Why ephemeral runners are usually the safer default
Long-lived runners are easy to start with, but state accumulates over time.
- files from previous jobs can remain
- tool versions can drift
- contamination or compromise can persist longer than expected
Ephemeral runners improve the default security and reproducibility posture because they are discarded after a short lifecycle.
Benefits:
- stronger job-to-job isolation
- cleaner image-based standardization
- less risk of carrying polluted state into later jobs
They do increase operational discipline requirements, but for most serious environments they are the safer baseline.
Split scale sets by workload and trust boundary
One of the most common ARC design mistakes is putting every repository and workload behind a single giant scale set. That makes scheduling feel simple but weakens security and priority control.
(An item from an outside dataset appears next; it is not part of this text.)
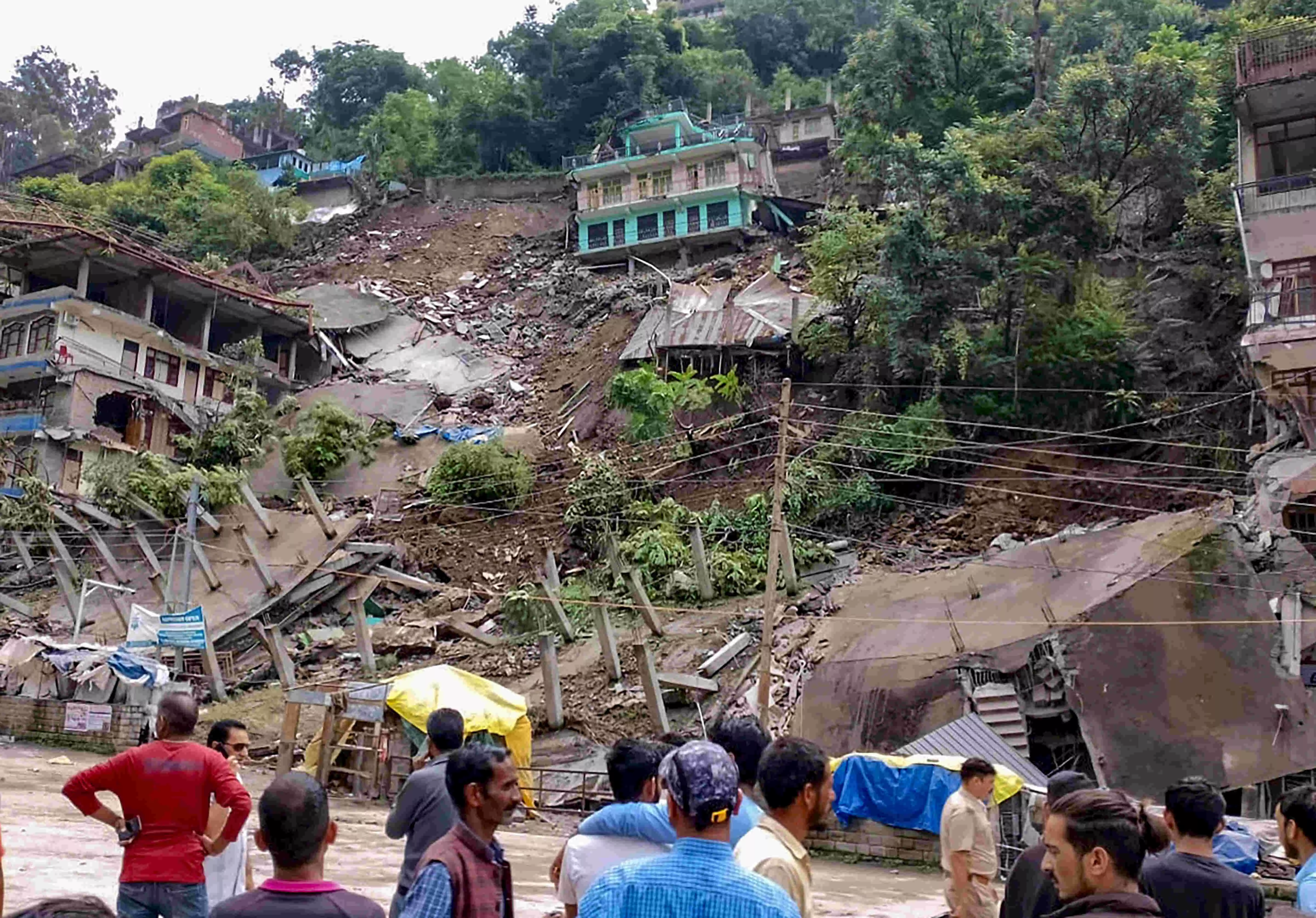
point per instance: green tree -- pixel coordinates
(48, 108)
(402, 137)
Use boundaries like these instead:
- untrusted versus trusted code paths
- build versus deploy workloads
- different network-access needs
Example:
| Scale set | Purpose | Why separate it |
|---|---|---|
public-ci | validation for external contributor PRs | isolates untrusted code |
internal-build | internal builds and tests | allows controlled package and cache access |
deploy-ops | deployment and operations workflows | needs stronger credential and approval boundaries |
Security depends on the surrounding boundaries
Runner security is not only about patching the runner image. It depends on the whole execution perimeter.
Critical boundaries to review:
- which secrets the job can access
- Kubernetes service account permissions
- image provenance and update path
- outbound network policy
- cache and artifact storage separation
The most dangerous pattern is letting untrusted pull request workloads share a boundary with deployment credentials.
Image strategy is a balance between speed and cleanliness
With ephemeral runners, image design matters more.
If the image is too empty, every job pays heavy install time. If the image is too large, image pull time dominates startup.
A practical compromise:
- put language runtimes and common build tools in the base image
- restore project-specific dependencies through caches or workflow steps
- version runner images clearly and track their rollout history
Apply least privilege to networking and secrets
ARC runners often become far more privileged than teams realize. Recommended practices:
- separate egress policy per scale set
- expose cloud credentials only to deployment-oriented runners
- keep basic test runners at the lowest practical privilege
- prefer GitHub OIDC over long-lived cloud secrets where possible
Signals to monitor in production
Watch at least these:
- job queue wait time
- runner creation latency
- Pod scheduling failures
- image pull time
- cleanup behavior after failed jobs
- scale-out and scale-in delay
Operational checklist
- Untrusted and privileged workloads are separated.
- Ephemeral runners are the default pattern.
- Runner image versions are traceable.
- Scale sets have distinct network policy boundaries.
- OIDC or minimum-privilege secret strategy is documented.
Common anti-patterns
One runner group for every repository
This simplifies administration on paper but weakens security and priority control.
Long-lived runners with a lot of local state
The apparent speed gain is often purchased with drift and contamination risk.
Sharing deployment credentials with external PR validation
This is one of the highest-risk runner designs you can choose.
Closing thoughts
The core ARC challenge is not how to launch runners on Kubernetes. It is how to decide which jobs should run inside which trust boundary. Ephemeral runners, separate scale sets, and minimum-privilege network and secret policies are the center of that model.